Drawn by the combination of warm weather, a welcoming regulatory climate and a reasonable tax burden, financial firms from New York and Chicago and tech companies from California have been flocking to Florida. During the pandemic, a trickle turned into a torrent. The result is sustained momentum for the job market. The U.S. Labor Department reports that Florida’s one-year pace of job creation through August 2023 was a robust 2.8%. While Texas led large states with a 3% growth rate, other large states – including California, Illinois, Michigan, New York and Ohio – came in with numbers well below 2%.

Florida’s ongoing economic boom

The entire U.S. economy has performed well coming out of the pandemic, but Florida’s numbers are especially strong. The state’s gross domestic product is nearly $1.5 trillion, according to the U.S. Bureau of Economic Analysis.

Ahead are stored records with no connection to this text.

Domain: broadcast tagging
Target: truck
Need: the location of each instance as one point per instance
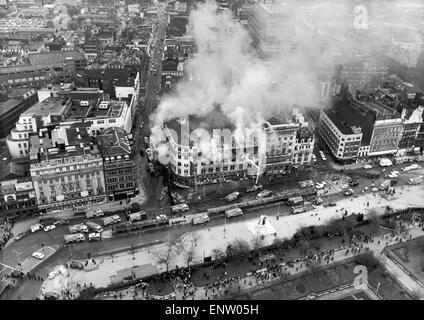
(73, 238)
(232, 196)
(95, 236)
(199, 220)
(233, 212)
(306, 184)
(137, 216)
(295, 201)
(36, 227)
(373, 174)
(415, 181)
(78, 228)
(111, 220)
(94, 227)
(385, 162)
(254, 188)
(182, 207)
(94, 213)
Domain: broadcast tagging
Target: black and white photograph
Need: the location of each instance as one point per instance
(210, 155)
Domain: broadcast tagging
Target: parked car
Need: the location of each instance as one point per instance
(49, 228)
(319, 186)
(264, 194)
(38, 255)
(254, 188)
(76, 265)
(20, 236)
(348, 192)
(354, 183)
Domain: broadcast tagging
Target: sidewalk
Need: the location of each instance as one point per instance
(208, 239)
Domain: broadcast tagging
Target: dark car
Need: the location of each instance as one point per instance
(17, 274)
(51, 296)
(354, 183)
(76, 265)
(20, 236)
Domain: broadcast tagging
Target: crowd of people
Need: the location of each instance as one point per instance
(5, 233)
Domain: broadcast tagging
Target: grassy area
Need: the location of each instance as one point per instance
(410, 255)
(328, 278)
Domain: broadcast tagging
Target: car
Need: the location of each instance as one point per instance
(348, 192)
(76, 265)
(20, 236)
(354, 183)
(49, 228)
(254, 188)
(38, 255)
(264, 194)
(319, 186)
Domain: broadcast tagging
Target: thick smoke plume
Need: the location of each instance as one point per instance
(227, 70)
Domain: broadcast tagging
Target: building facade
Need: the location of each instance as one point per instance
(66, 169)
(119, 166)
(342, 141)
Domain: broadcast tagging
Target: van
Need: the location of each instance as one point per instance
(182, 207)
(385, 162)
(233, 212)
(200, 220)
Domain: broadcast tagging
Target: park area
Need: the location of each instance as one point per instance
(410, 255)
(328, 278)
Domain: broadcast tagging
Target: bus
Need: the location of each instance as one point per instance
(233, 212)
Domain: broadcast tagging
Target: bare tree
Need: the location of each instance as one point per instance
(195, 236)
(218, 253)
(257, 242)
(238, 250)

The state’s 3.5% growth rate in GDP from the fourth quarter of 2022 to the first quarter of 2023 outpaced the national average of 2%, and other major states. Only Texas was close, at 3%. The other usual suspects – California, Illinois, Michigan, New York and Ohio – experienced GDP growth rates well below 2%, the government reported.

All of this comes as Wall Street and Silicon Valley have begun to view Florida not just as a place for a vacation or a business trip but as a year-round destination. From the perspective of the office market, this changing mindset is why Florida office markets have managed to hold strong, even as office occupancy deteriorates in many other parts of the country.

Population inflows and job growth are important drivers of office demand. No doubt you’ve read the headlines about defaults and rising vacancies in many U.S. cities, where vacancy rates of 30% aren’t uncommon. Rest assured that Tampa’s office market is still thriving. None of this is to say, however, that Florida is immune to the volatility in national capital markets.

New tenants are moving in, and office vacancy remains low, especially in Class A buildings in downtown markets. As of the second quarter of 2023, office vacancy was 11.3% in the Tampa central business district (CBD) and just 4.7% in St. Petersburg’s CBD, according to Avison Young. Suburban markets, by contrast, had a vacancy rate of 20.4%.

As employers and employees gravitate toward amenitized buildings in bustling downtowns, Feldman Equities remains laser-focused on our strategic sweet spot. We reposition struggling office space, and we build new space in downtown markets. The trend is clear: Employers and workers are gravitating toward Florida’s combination of warm weather, low taxes and common-sense regulation. And once they’re here, they want to work in vibrant downtowns, with plenty of access to restaurants and entertainment.